AW: Text Extraction Again (from Taxonomic e-text)

agosti agosti at AMNH.ORG
Fri Jan 23 09:48:05 CST 2004

The AMNH / Ohio State University / University of Massachusetts /
Magdeburg University (Germany) was awarded a NSF/DFG bilateral grant to
work on such issues over the next three years.

One goal is specifically to further develop XML mark up for systematics
publications, developed over the last years, and then to develop tools
to extract taxonomic and geographic names to be used to build up
specific thesauri and gazeteers. Tools will also be created for more
sophisticated searches in this legacy data, as well as searching ways to
mine this whealth of data.

Target groups are ants, the entire set of AMNH publications, bugs, with
the intention to make it as general as possible.

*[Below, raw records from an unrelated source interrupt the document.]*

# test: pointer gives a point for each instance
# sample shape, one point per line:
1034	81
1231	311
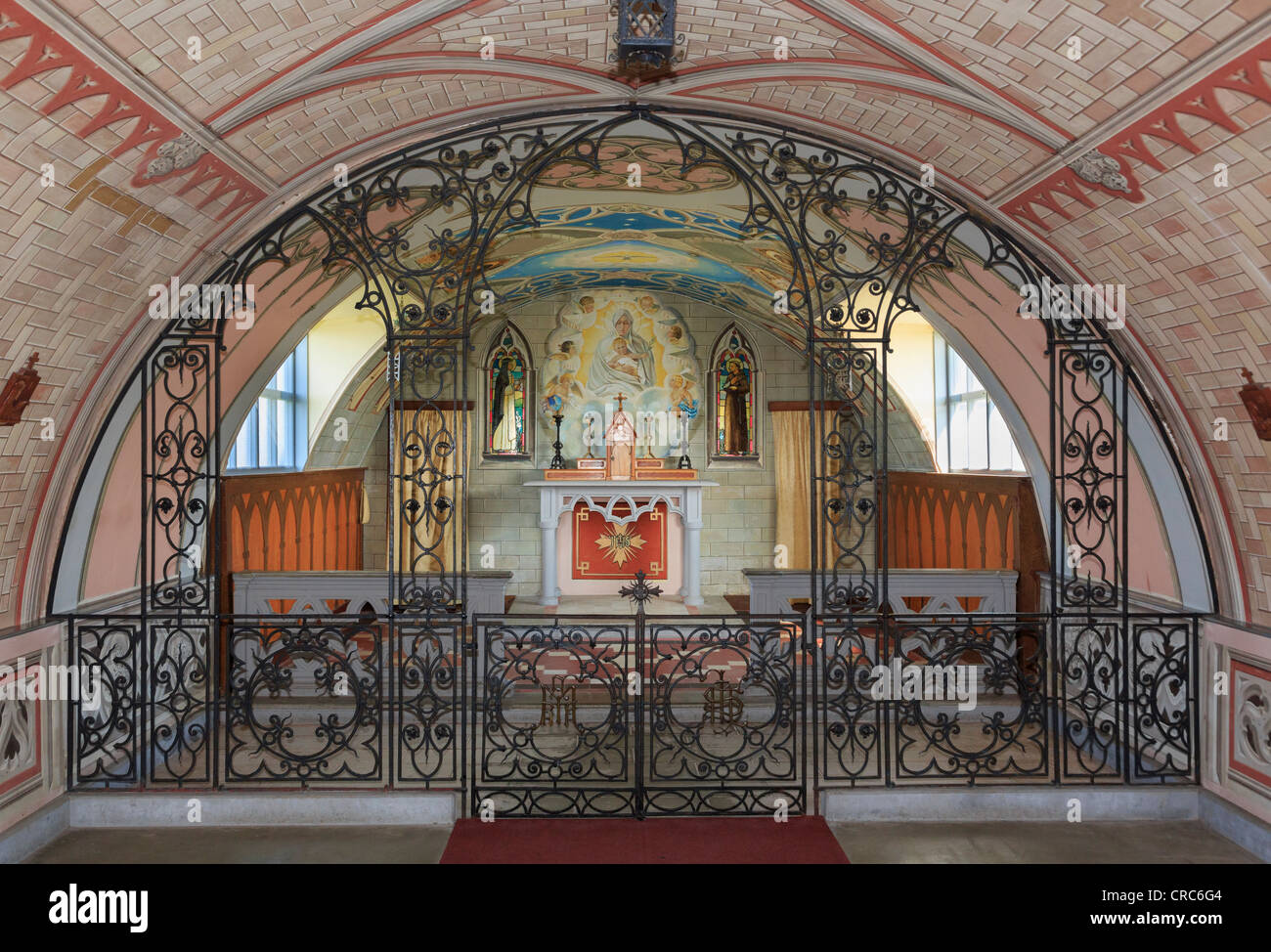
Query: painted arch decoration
867	240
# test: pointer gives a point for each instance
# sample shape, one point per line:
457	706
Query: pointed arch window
733	372
507	386
275	436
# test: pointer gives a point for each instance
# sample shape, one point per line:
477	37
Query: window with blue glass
276	432
971	435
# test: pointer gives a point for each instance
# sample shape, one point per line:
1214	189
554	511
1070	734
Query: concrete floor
863	843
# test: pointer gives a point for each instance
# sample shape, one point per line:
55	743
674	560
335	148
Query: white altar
636	498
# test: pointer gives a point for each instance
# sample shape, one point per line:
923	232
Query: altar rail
354	592
389	701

Further information can be obtained via the PI, Tom Moritz
(tmoritz at, and a first attempt to use the XML on

Donat Agosti

Dr. Donat Agosti
Senior NRC Fellow
Jet Propulsion Laboratory
California Institute of Technology
Mail Stop 300-227
4800 Oak Grove Drive
Pasadena, CA 91109-8099
phone: 1-818-354 1219 (w); 323 - 465 1956 (h)

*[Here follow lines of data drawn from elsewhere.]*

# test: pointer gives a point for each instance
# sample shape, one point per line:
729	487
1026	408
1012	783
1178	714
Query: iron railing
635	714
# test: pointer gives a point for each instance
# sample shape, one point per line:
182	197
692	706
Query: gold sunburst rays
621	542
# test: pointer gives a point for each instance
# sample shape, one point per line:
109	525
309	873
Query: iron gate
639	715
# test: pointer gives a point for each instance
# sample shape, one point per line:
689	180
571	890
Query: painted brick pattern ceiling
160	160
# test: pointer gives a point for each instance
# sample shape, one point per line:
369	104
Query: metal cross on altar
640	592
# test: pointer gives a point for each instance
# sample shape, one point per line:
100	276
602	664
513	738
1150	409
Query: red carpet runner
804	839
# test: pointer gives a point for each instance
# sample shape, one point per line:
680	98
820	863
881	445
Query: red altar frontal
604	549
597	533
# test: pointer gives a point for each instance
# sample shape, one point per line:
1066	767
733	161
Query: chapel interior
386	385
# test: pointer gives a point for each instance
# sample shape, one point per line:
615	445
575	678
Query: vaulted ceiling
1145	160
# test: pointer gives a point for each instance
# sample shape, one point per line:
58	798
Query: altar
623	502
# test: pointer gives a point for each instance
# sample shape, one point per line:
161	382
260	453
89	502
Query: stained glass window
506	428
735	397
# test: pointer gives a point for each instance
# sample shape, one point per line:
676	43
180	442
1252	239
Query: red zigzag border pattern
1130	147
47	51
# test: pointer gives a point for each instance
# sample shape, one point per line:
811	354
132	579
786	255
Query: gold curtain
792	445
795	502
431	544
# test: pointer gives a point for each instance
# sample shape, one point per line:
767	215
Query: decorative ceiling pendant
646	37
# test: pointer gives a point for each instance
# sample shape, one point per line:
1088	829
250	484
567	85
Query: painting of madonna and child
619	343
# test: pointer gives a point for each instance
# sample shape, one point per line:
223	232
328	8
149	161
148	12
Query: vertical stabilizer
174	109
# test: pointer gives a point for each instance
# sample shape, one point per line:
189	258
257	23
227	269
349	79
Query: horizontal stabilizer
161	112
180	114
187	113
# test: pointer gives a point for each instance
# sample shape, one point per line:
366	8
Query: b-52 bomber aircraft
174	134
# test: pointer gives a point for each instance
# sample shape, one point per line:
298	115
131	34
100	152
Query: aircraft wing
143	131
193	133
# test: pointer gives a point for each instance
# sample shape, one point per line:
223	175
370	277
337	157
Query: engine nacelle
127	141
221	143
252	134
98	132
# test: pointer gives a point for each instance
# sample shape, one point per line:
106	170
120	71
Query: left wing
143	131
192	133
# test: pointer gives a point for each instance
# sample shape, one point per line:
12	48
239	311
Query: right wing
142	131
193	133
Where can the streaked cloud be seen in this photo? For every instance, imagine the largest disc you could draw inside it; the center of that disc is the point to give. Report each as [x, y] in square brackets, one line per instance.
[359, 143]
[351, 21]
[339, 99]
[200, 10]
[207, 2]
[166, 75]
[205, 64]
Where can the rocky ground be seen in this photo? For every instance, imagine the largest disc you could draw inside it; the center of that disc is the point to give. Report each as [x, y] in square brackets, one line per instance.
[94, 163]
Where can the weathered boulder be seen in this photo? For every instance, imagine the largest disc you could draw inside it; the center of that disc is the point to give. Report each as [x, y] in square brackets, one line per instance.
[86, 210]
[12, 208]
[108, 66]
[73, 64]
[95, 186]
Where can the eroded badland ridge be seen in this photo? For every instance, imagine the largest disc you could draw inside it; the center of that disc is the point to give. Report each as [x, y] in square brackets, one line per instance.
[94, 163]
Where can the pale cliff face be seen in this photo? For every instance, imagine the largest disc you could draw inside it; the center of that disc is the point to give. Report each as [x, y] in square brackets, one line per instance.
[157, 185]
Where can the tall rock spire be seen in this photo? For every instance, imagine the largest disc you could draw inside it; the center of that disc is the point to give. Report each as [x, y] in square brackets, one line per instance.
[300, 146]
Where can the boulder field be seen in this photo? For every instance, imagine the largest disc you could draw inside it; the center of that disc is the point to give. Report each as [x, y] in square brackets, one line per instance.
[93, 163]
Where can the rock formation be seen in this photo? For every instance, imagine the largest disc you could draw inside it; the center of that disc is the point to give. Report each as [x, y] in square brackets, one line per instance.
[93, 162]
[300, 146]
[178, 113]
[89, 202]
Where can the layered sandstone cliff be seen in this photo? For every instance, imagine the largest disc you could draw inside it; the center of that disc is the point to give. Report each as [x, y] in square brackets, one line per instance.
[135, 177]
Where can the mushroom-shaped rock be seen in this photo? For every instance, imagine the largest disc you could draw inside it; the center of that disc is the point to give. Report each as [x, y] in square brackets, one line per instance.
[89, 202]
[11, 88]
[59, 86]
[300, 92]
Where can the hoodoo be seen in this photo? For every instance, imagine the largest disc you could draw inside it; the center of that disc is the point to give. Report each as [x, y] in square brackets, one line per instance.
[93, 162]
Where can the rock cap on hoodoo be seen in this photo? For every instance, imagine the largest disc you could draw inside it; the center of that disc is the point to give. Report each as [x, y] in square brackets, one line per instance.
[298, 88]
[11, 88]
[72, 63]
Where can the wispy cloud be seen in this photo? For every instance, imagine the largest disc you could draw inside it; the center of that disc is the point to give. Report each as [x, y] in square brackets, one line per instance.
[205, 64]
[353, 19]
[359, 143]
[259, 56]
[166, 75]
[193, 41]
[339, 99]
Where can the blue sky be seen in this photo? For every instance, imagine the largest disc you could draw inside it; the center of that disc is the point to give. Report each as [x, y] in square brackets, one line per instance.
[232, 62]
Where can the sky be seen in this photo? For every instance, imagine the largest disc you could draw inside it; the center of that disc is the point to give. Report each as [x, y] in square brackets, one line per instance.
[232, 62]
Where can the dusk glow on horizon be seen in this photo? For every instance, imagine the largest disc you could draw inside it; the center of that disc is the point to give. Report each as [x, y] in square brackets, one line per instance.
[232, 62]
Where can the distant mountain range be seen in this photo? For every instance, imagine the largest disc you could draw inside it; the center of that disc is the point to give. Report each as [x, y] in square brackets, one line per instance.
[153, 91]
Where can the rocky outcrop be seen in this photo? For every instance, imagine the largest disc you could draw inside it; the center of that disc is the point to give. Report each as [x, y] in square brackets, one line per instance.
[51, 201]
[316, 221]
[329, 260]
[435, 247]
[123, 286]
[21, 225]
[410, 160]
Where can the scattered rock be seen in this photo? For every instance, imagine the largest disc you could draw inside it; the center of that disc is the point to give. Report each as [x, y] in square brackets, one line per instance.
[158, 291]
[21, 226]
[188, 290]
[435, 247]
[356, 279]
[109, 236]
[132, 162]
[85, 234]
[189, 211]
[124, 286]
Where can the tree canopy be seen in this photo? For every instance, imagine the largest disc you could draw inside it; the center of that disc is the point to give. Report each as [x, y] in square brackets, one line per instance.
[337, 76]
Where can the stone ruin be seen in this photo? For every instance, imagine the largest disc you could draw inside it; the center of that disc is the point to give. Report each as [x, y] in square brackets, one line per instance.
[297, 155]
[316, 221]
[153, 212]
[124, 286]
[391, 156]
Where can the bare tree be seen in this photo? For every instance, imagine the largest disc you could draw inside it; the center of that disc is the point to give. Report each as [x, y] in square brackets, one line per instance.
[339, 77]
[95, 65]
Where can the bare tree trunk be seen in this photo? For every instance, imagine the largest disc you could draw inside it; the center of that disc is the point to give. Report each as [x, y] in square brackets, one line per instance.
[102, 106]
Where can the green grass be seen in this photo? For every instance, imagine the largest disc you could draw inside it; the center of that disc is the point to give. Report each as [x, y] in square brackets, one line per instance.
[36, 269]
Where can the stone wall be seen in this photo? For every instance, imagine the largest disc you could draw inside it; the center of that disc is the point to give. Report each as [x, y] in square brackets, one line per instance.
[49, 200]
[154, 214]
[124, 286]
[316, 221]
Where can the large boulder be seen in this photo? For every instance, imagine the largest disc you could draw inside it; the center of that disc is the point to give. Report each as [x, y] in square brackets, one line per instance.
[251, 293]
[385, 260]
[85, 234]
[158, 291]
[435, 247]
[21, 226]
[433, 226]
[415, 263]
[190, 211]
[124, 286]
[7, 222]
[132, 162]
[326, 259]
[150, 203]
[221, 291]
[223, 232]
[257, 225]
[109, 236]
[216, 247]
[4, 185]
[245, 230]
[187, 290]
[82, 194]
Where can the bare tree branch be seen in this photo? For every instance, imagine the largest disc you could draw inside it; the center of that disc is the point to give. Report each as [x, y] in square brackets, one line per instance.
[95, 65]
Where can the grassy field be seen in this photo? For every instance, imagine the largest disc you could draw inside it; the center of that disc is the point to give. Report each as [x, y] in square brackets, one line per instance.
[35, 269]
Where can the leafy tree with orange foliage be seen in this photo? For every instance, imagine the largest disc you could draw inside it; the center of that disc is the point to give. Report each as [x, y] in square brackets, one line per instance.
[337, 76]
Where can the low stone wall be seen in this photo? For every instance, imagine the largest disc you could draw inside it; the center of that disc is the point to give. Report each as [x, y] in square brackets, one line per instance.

-----Urspr√ľngliche Nachricht-----
Von: Taxacom Discussion List [mailto:TAXACOM at LISTSERV.NHM.KU.EDU] Im
Auftrag von Beach, James H
Gesendet: Friday, January 23, 2004 9:23 AM
Betreff: Text Extraction Again (from Taxonomic e-text)

Does anyone have information on recent attempts to use text extraction
software on taxonomic e-texts and databases for the purposes of
extracting taxonomic names or other taxon attribute data?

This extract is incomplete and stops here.